Peki; halen aktif olarak kulübün basket şubesinde başantrenör olan, polisle yaşadığı bir münakaşayı bile ‘Cumhurbaşkanlığımıza, Dışişleri Bakanlığımıza ve Berlin Büyükelçiliğimize’ haber veren aynı zamanda Türk Milli Takımımızın koçu olan Ergin Ataman ulusal bayramımıza yönelik alınan tavra karşı bir açıklama yapamaz mıydı?
Pek tabii yapması gerekirdi.
Ama bunun yerine kendisini küfürsüz bir şekilde protesto eden Türk taraftarlara küfürle karşılık vermeyi tercih etti….
Dün akşam yaşanan olayların arkasından açıklamada bulunması gereken kurumlardan birisi de Türkiye Basketbol Federasyonu (TBF) olması gerekir. Ancak açıklama gelmeyeceğini de biliyoruz…
Ayrıca, Ataman’ın yaşananların ardından harekete geçirmeye çalıştığı kurumların Yunan makamları olması gerekmez mi?
Gelelim ‘Doping yapsana’ tezahüratının mazisine…

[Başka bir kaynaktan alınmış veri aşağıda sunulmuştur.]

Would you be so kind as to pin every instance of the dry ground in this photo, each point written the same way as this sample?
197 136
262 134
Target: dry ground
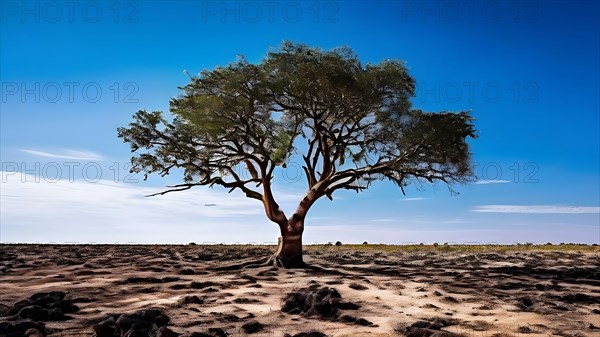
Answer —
479 291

14 Haziran 2009 tarihinde İstanbul’da oynanan Efes Pilsen - Fenerbahçe Ülker Basketbol Ligi play-off final serisi 5. maçının bitiminde gerçekleştirilen doping kontrolünde mevzuata uygun olarak her iki kulübün kura ile belirlenen ikişer sporcusundan alınan numuneler Köln Laboratuarı’na gönderilmiş ve yapılan testler sonrasında; Efes Pilsen sporcusu Kerem Gönlüm’ün test sonucu pozitif olarak tespit edilmişti.
Doping testi sonucunda; yasaklı maddeler listesinde yer alan maddelerden ‘cathine’ maddesi, eşik olan 5 mg’ın üzerinde 10,7 mg olarak çıkmış ve Gönlüm hakkında müsabakaları katılmaması için tedbir kararı verilmişti. Gönlüm’e ardından ise 1 yıl hak mahrumiyeti ve 10 bin lira para cezası verilmişti.

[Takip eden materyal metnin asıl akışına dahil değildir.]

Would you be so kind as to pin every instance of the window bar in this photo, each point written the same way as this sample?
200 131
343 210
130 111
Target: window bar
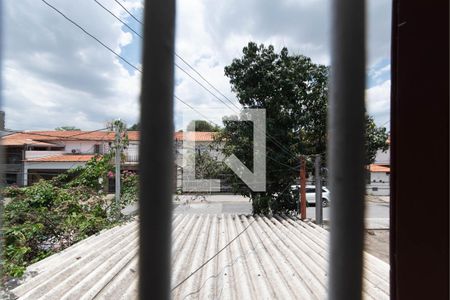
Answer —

Doping örneği alınan Efes Pilsenli diğer bir sporcuda da; aynı anda, aynı şekilde, aynı yasaklı maddeye rastlanmıştı ancak eşik altı değerde bulunmasından ötürü organize suçun varlığına hükmedilmemişti.
Ergin Ataman’ın bu olaylara ilişkin kendi açıklamalarına, iki gazetecinin Ataman’la söyleşi yaparak hazırladıkları ‘Zafere Giden Yol: Ergin Ataman’ isimli kitaptan erişebiliyoruz:
“Şampiyonluktan bir ay kadar sonra Kerem Gönlüm’le ilgili tatsız bir haber aldık. Yapılan doping testinde oyuncumuzda yasaklı madde çıktığı belirtiliyordu. Bu bizim için tam bir şoktu. Kerem’de sınırın üzerinde bir orana rastlandığı için açıklanmıştı. Mario Kasun’da ise sınırın altında o maddeye rastlandığı söylenmişti.” (syf.67)

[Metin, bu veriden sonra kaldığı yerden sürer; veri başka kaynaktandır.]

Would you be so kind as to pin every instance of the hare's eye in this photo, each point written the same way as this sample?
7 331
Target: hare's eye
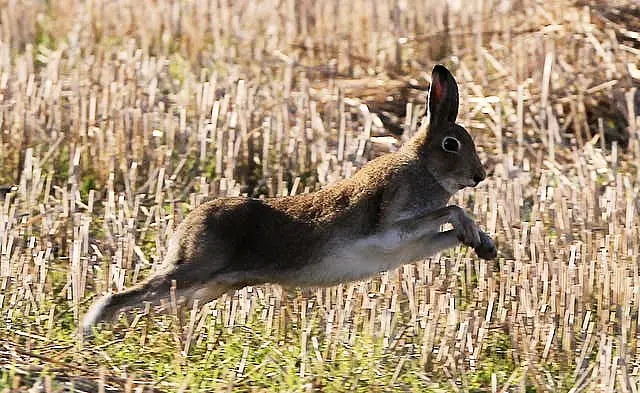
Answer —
451 144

Beşiktaş’tan Galatasaray’a geçtikten sonraki döneminde ise şu olay yaşanmıştı:
“En önemli oyuncumuz Beşiktaş’tan transfer ettiğimiz David Hawkins’ti. Hawkins, keyif verici madde kullandığı gerekçesiyle dört yıl men cezası aldı. Ceza aldığı zaman tabii ki takım olarak çok sarsıldık.” (syf.83)
Yaşanan bu olayların ardından Fenerbahçe taraftarının da; hiçbir küfür içermeyen, sadece akıllardaki soru işaretlerine atıf yapan ‘Doping yapsana’ tezahüratını kullanması hangi saygı sınırını aşıyor, hangi sportmenlik dışı davranışı içeriyor olabilir?
Ortada, daha önce başında olduğu takımların neredeyse hepsinde Fenerbahçe taraftarıyla münakaşaya girmiş bir ‘koç’ portresi var.
Olayların parke dışına taşması hiç hoş bir görüntü oluşturmuyor. Bazılarına göre bu durum Ataman’ın oyuncularının üzerindeki baskıyı kendi üzerine çekme taktiği. Çünkü daha öncesinde parke sınırları içerisinde kalsa da, hep gördük benzerlerini. Bu defasında ise olay sivil vatandaşların olduğu yerlere de tesir ediyor.
Acaba TBF, mili kaideler güderek bir Türk takımına mı sahip çıkacak dersiniz? Yoksa Türk başantrenörün yönettiği Yunan takımına mı?